Mullins induced nearly two ground balls for every fly ball last season and has served up a total of 29 homers in 365.1 career innings, including just 11 long balls in 155.2 innings between three levels last season. Between coaxing ground balls and handing out just 2.6 walks per nine innings during his career, Mullins figures to continue having success despite mediocre strikeout rates and should reach Minnesota at some point this season.

16. Brian Duensing | Starter | DOB: 2/83 | Throws: Left | Draft: 2005-3

YEAR LV G GS ERA IP H HR SO BB
2005 RK 12 9 2.32 50.1 49 4 55 16
2006 A- 11 11 2.94 70.1 68 3 55 14
A+ 7 7 4.24 40.1 47 4 33 8
AA 10 9 3.65 49.1 51 6 30 18
2007 AA 9 9 2.66 50.2 47 2 38 7
AAA 19 19 3.24 116.2 115 13 86 30

Brian Duensing missed nearly two seasons following Tommy John surgery while at the University of Nebraska, but returned to go 8-0 with a 3.00 ERA in 2005 before the Twins selected him in the third round of the draft that June. Duensing signed quickly and debuted at rookie-level Elizabethton, where he predictably thrived against inexperienced competition. Already 23 years old when the 2006 season began, the Twins decided to push Duensing aggressively through the system in his first full year.
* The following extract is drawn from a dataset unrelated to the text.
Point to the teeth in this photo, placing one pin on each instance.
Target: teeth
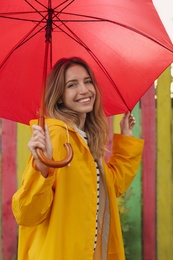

He started out at low Single-A, moved up to high Single-A around midseason, and ended the year at Double-A, posting a 3.51 ERA in 159 innings between the three levels. Duensing stayed at Double-A to begin last season, posting a 2.66 ERA in nine starts, and then made 19 starts with a 3.24 ERA after a promotion to Triple-A. His rapid rise through the system and 3.25 ERA in 216.1 career innings between Double-A and Triple-A are impressive, but Duensing's secondary numbers aren't nearly as strong.

Since moving past Single-A he's managed just 6.4 strikeouts per nine innings while allowing a .262 opponent's batting average, which hint against future stardom. Those numbers certainly aren't bad and his control is good, but beyond ERAs there's little in his track record to suggest that he's capable of being more than a mid-rotation starter. Duensing is nearly MLB-ready, but he's already 25 years old and his limited upside is closer to Mullins than previous fast-rising pitchers like Garza or Slowey.